SPAIN: Contracts for the replacement of the Barcelona metro’s oldest trains were finalised on October 7, with financing put in place and Alstom formally awarded a €268m contract to supply 42 five-car Metropolis trainsets.
The renewal programme is being partly financed with €205m from the European Investment Bank as part of the Juncker Plan to promote action on climate change; the Alstom vehicles will have lightweight bodies, a high degree of recyclability and are expected to consume up to 20% less energy than the current trains. They will also provide additional capacity to handle the growth in public transport demand as a result of the creation of a low-emission zone.
The Spanish government’s Instituto de Crédito Oficial and Catalunya’s Institut Català de Finances are providing loans of €54m and €50m for the programme, with Bankinter and Liberbank each providing a further €6·4m.
‘This is the most important rolling stock acquisition in the history of TMB’, said the operator’s President Rosa Alarcón, with withdrawal of the oldest vehicles expected to ‘increase reliability, sustainability and comfort’ on two of the busiest lines.
The trainsets are to be produced locally at Alstom’s Santa Perpètua de Mogoda site, with the first two to be delivered in 2020 and the rest within 2½ years.
The 24 trains for the 1 672 mm gauge Line 1 would replace 24 Series 4000 sets dating from 1987-90, and will have a capacity of 1 100 passengers. The 18 sets for the 1 435 mm gauge Line 3 would replace 18 Series 3000 trainsets dating from 1986-88, and will have a capacity of 900 passengers.

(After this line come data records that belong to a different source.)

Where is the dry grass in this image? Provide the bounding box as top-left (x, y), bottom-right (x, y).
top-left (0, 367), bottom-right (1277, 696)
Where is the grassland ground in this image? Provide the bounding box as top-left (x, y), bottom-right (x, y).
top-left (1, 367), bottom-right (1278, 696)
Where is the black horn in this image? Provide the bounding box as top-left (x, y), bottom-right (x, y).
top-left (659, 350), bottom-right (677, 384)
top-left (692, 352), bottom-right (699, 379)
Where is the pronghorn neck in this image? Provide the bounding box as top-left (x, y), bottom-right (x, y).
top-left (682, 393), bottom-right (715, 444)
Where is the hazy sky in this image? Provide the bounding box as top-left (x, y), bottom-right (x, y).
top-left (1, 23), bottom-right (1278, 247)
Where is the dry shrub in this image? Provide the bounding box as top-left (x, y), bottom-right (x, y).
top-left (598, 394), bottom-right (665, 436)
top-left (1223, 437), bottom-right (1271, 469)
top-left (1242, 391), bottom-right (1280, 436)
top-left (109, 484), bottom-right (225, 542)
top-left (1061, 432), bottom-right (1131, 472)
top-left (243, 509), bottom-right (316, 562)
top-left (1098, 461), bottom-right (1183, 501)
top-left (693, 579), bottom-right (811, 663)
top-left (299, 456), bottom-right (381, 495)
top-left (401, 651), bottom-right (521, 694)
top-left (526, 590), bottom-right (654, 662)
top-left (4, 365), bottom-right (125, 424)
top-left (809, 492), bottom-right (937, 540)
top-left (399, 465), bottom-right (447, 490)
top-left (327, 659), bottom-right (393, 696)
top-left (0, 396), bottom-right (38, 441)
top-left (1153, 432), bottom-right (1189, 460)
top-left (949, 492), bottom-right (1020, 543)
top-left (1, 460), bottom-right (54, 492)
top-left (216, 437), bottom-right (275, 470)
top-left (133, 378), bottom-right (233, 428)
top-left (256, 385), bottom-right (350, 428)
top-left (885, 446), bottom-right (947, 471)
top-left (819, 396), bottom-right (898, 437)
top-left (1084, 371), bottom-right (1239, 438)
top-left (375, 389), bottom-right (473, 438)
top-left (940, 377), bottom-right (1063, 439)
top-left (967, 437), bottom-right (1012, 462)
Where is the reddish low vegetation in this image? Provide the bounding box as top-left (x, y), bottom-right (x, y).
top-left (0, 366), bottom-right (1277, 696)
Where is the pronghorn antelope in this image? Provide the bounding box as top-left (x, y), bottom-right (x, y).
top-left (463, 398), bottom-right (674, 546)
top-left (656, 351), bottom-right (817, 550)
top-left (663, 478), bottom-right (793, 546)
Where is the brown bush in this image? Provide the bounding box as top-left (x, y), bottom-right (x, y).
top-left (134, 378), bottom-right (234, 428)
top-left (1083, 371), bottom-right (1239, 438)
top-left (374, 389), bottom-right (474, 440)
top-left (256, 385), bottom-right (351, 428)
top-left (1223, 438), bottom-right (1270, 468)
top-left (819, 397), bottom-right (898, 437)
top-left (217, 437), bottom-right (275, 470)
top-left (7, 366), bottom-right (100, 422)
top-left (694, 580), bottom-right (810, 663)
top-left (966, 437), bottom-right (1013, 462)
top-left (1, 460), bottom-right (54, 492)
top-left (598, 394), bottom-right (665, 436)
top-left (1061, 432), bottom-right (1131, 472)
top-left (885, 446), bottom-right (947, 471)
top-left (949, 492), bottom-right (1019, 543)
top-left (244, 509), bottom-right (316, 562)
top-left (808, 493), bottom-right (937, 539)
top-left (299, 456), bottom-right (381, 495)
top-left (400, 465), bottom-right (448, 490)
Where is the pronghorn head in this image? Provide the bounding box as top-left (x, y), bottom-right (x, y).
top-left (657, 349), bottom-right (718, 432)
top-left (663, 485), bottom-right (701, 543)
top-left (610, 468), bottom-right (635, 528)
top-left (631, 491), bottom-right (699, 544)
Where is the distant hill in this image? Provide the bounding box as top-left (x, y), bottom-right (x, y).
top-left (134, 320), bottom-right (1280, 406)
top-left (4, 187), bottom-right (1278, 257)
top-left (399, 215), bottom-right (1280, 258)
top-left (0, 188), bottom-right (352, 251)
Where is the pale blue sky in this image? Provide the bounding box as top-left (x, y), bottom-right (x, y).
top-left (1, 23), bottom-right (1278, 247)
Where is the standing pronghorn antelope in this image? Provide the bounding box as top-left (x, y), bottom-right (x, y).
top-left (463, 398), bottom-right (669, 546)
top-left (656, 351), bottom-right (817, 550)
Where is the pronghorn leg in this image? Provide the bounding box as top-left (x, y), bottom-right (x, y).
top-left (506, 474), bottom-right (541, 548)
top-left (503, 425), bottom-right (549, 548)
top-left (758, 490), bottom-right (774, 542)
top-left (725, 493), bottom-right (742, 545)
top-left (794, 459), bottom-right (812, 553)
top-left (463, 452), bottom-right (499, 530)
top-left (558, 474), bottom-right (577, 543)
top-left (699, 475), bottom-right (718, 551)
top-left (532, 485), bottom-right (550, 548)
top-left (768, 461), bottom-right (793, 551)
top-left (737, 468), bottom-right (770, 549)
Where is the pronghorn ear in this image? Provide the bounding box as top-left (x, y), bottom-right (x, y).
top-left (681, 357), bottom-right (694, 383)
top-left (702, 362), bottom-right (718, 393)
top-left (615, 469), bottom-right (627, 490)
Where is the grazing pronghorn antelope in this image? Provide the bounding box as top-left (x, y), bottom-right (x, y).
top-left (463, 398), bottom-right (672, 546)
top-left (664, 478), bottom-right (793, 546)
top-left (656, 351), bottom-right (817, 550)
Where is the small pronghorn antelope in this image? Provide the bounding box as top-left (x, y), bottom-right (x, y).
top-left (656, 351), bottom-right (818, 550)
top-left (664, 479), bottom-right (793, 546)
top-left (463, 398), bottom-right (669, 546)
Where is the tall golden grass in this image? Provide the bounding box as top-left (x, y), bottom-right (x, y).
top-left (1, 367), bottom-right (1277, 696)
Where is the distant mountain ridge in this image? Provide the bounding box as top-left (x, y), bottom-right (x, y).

CRRC Qingdao Sifang and CAF had also bid for the contract, with Alstom selected as preferred bidder in July.
The manufacturer said the trains would have wide doors to facilitate passenger flow, sound proofing, vibration mitigation measures and real-time passenger information. External and internal styling would ‘remain faithful to the TMB brand but will also add new visual elements that reflect the identity of Barcelona, such as graphics on the doors that represent Barcelona’s urban landscape’.